6. Charity. Some charities do help with funeral expenses, but they are hit up from every direction. Chances are you are going to have to prove that you are indeed needy. If a charity is helping with expenses and the funeral home finds out too soon, the funeral provider will be less willing to negotiate or he will try to sell more expensive merchandise now that you have some money coming in. But let's also give the funeral industry some credit. They often help in many ways. They reduce the costs of their funerals and often work with families who have no money. Sometimes at a clergy member's request they will do the funeral at what appears to be cost. Too often, it appears that way but the funeral home is still making a profit. Some funeral homes do infant graveside services at no charge. But beware. It is a marketing game. You get the babies, then you get the grand-parents. It is a lot tougher to negotiate when the funeral home has done you a big favor. See the section on charities.

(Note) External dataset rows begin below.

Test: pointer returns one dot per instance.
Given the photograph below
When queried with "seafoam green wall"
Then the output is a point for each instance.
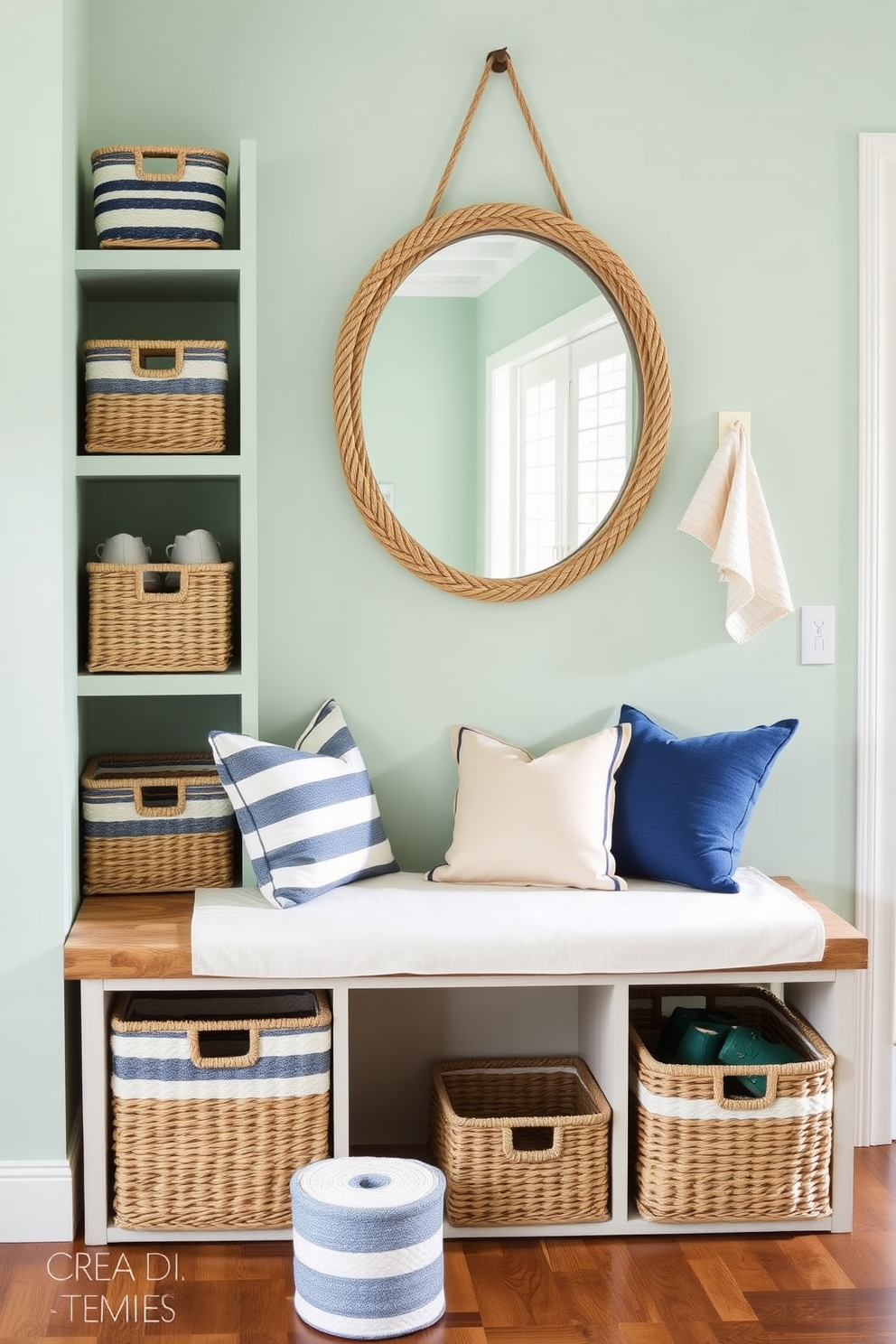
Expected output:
(712, 144)
(419, 406)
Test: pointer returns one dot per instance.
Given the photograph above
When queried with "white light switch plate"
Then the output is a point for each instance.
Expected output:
(817, 633)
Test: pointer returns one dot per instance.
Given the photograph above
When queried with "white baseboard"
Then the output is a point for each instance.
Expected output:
(41, 1202)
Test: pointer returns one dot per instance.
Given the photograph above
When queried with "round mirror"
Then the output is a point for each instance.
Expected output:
(501, 399)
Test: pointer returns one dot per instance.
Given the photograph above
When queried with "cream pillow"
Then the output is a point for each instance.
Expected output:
(543, 821)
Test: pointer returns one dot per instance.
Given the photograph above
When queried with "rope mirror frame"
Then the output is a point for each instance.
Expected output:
(625, 294)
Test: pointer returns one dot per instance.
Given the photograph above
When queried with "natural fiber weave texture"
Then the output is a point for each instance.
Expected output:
(209, 1164)
(157, 863)
(138, 209)
(215, 1162)
(133, 845)
(358, 327)
(154, 410)
(703, 1157)
(609, 272)
(135, 630)
(521, 1142)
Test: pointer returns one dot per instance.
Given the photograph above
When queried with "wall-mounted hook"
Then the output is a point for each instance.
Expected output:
(730, 420)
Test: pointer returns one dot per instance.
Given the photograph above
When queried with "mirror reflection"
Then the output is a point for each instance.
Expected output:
(500, 405)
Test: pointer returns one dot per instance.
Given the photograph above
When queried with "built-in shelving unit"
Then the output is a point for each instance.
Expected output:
(193, 294)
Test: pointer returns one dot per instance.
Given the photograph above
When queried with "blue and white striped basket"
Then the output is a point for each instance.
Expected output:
(154, 396)
(367, 1246)
(181, 209)
(154, 823)
(218, 1098)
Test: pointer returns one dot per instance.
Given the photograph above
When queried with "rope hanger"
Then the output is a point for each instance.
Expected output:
(499, 62)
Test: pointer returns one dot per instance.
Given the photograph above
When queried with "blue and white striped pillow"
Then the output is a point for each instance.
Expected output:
(308, 815)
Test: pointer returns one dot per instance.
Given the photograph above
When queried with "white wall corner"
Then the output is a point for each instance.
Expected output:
(41, 1202)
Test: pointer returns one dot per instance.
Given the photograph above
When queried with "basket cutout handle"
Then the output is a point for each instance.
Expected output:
(154, 800)
(165, 595)
(207, 1044)
(141, 352)
(160, 152)
(528, 1152)
(746, 1102)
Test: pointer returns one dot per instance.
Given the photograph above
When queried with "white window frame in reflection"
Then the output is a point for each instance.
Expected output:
(539, 509)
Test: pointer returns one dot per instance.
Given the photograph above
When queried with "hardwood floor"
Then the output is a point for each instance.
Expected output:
(801, 1289)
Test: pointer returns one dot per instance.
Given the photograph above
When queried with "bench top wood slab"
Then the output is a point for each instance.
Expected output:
(140, 937)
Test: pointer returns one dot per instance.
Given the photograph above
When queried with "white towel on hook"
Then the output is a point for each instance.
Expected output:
(728, 514)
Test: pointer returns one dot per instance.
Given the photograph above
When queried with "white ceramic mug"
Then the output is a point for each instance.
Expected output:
(196, 547)
(124, 548)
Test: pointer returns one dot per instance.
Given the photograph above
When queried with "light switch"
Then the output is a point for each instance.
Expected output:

7. County Burials. For families who are truly destitute, the county will do burials through their indigent burial services. The burial is usually done in a grave space in a county run cemetery without embalming and a minimum casket. Be very careful with this program. Not everyone loves their departed loved ones especially if Uncle Jim was a drunk and a derelict. Often the family says, "Let the County bury the old goat. He is finally gone." He may be gone, but the County will hold the body to find out if you have the resources to take care of funeral arrangements for "the old goat". Under Texas Law, it is my understanding, that a family has the responsibility to take care of their dead whether they like it or not. If you play games with the county, in the long run, you will spend a lot more money than if you had negotiated a funeral. County burials are for the indigent and the truly needy, and they mean truly needy.
There are many other ways to fund and finance a funeral. These were just a few of the options.